UK's Good Eggs of 2008

UK - Animal welfare group, Compassion in World Farming, are to release their 'good egg' awards tomorrow, naming those who are leading the battle in poultry welfare, and shaming those who are lagging behind.
calendar icon 28 April 2008
clock icon 3 minute read

Cadbury Creme Egg, Hellmann’s and The National Trust are among the UK’s leading brands to be named at the award ceremony in London which will be hosted by Joanna Lumley.

Joanna Lumley

“The Good Egg Award winners are abandoning eggs from battery cages in all sorts of products. From cakes to confectionary to mayonnaise, consumers looking for ethical eggs will finally be able to make that choice,” says Joanna Lumley who is fronting the campaign for Compassion in World Farming.

Award winners this year will effectively release over 10 million hens from cages, double the number released by Good Egg Award winners’ commitments last year. The awards have been set up by leading animal welfare group Compassion in World Farming to celebrate companies ditching the battery cage egg in favour of eggs from free-range or barn kept hens.

Receiving a 2008 Good Egg Award are: The National Trust, Cadbury Creme Egg, Bradford & Bingley, City Hall, The Cooperative Food, Country Style Foods Ltd, Hellmann’s UK, Leon restaurants, McDonald’s Europe, Unilever Europe, Restaurant Associates, Sainsbury’s, Subway, Tate, Transport for London, Waitrose, Hampshire County Council, Shropshire County Council, Halton Borough Council, Metropolitan Borough of Wirral and Croydon Council.

As the UK’s largest supermarket Tesco will receive the 2008 Rotten Egg Award for failing to make a commitment to rid their shelves of battery cage eggs. Tesco would free an estimated 1.3 million birds from cages each year if it moved to selling only barn and free-range eggs.

Although the consumer trend for free-range is growing steadily in the UK, 62 per cent of the UK hen flock is still kept in battery cages, ranking the UK fifth in a European league table. In some countries such as Spain and Portugal the figure rises to 97 per cent. “These awards make it clear that the food business is turning its back on battery cages,” says Philip Lymbery, Chief Executive of Compassion in World Farming.

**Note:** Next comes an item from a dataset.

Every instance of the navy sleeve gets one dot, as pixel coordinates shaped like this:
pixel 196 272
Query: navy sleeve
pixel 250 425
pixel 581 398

He continues: “Pressure on producers to supply more barn and free-range eggs is mounting. The Good Egg Awards demonstrate a growing demand for ethically sourced eggs, currently led by some of the world’s biggest brands. Producers and food companies who’ve yet to ditch the cage need to wake up to this change and act now.

Consumers no longer want to eat food that has been produced in cruel systems.” Joanna Lumley, patron of the charity concludes: “Battery cages are an outrage. But we can all help to consign them to the scrapbook of history. Let’s all commit to buying only free range eggs.”

Battery cages are small wire cages which prohibit many natural behaviours and provide a space per hen similar to an A4 sheet of paper.